A GRPC Library for Netflix Conductor
Project description
pyconductor-grpc
Python GRPC client for Netflix's Conductor
Installation
pip install pyconductor_grpc
Usage
Example task definition JSON:
[
{
"name": "sleep",
"retryCount": 3,
"timeoutSeconds": 20,
"pollTimeoutSeconds": 36,
"inputKeys": ["duration", "rem"],
"outputKeys": ["rem"],
"timeoutPolicy": "TIME_OUT_WF",
"retryLogic": "FIXED",
"retryDelaySeconds": 6,
"responseTimeoutSeconds": 19,
"concurrentExecLimit": null,
"rateLimitFrequencyInSeconds": null,
"rateLimitPerFrequency": null,
"ownerEmail": "example@test.com"
}
]
Example workflow definition JSON:
{
"name": "my_workflow",
"description": "My Workflow",
"version": 3,
"tasks": [
{
"name": "sleep",
"taskReferenceName": "heavy-sleeper",
"type": "SIMPLE",
"inputParameters": {
"duration": 10.0,
"rem": true
}
}
],
"outputParameters": {
"rem": "${heavySleeper.output.rem}"
},
"ownerEmail": "example@test.com"
}
Upload the definitions:
import requests
base_url = 'http://localhost/api'
headers = {'content-type': 'application/json'}
payload = open("tasks.json")
r = requests.post(f'{base_url}/metadata/taskdefs', data=payload, headers=headers)

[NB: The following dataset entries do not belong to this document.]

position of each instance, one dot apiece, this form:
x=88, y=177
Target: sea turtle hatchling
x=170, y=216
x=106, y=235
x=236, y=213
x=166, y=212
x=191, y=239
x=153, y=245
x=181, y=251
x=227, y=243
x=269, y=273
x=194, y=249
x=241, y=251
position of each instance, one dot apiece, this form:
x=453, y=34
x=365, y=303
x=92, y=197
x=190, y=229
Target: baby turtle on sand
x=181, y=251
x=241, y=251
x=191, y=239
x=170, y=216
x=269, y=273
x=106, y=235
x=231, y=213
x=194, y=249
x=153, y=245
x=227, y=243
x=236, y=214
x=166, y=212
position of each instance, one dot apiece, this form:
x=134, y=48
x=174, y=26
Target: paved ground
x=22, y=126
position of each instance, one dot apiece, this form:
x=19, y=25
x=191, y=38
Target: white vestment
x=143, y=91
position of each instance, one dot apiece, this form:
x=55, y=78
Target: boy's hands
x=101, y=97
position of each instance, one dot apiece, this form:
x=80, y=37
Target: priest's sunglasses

print(r.status_code, r.text)
payload = open("workflow.json")
r = requests.post(f'{base_url}/metadata/workflow', data=payload, headers=headers)
print(r.status_code, r.text)
TaskWorker usage:
import time
from pyconductor_grpc.grpc_client import TaskService, TaskWorker
# Define task client
task_service = TaskService()
"""
Specify a connection URI or a custom channel object.
If a URI is specified, a channel will automatically be created.
If a channel object is specified, the URI will be ignored.
Default is to connect to localhost:8090
:param connection_uri: URI of Conductor API
:param channel: gRPC channel
"""
# Define work function. Input data dict keys come pre-expanded as function parameters.
def sleep_work_function(duration: int, rem: bool) -> dict:
time.sleep(duration)
output_data = {'rem': rem}
return output_data
# Work. This worker will spawn up to 10 work threads
# Each task is passed to the work function individually.
with TaskWorker(
task_service=task_service,
task_type='sleep',
work_function=sleep_work_function,
work_concurrency=10,
) as worker:
worker.work()
BatchTaskWorker usage:
import time
import typing
from pyconductor_grpc.grpc_client import BatchTaskWorker, ConductorTask, ConductorTaskResult, TaskService
# Define task client
task_service = TaskService()
# Define work function. Inputs are all tasks in a batch. Outputs are all task results.
def sleep_work_function(tasks: typing.Sequence[ConductorTask]) -> typing.Sequence[ConductorTaskResult]:
# intentionally sleeping many times in series just to demonstrate batch worker
task_results = []
for task in tasks:
# each task dict obeys JSON equivalent of schema conductor.proto.Task (same keys but in camel case)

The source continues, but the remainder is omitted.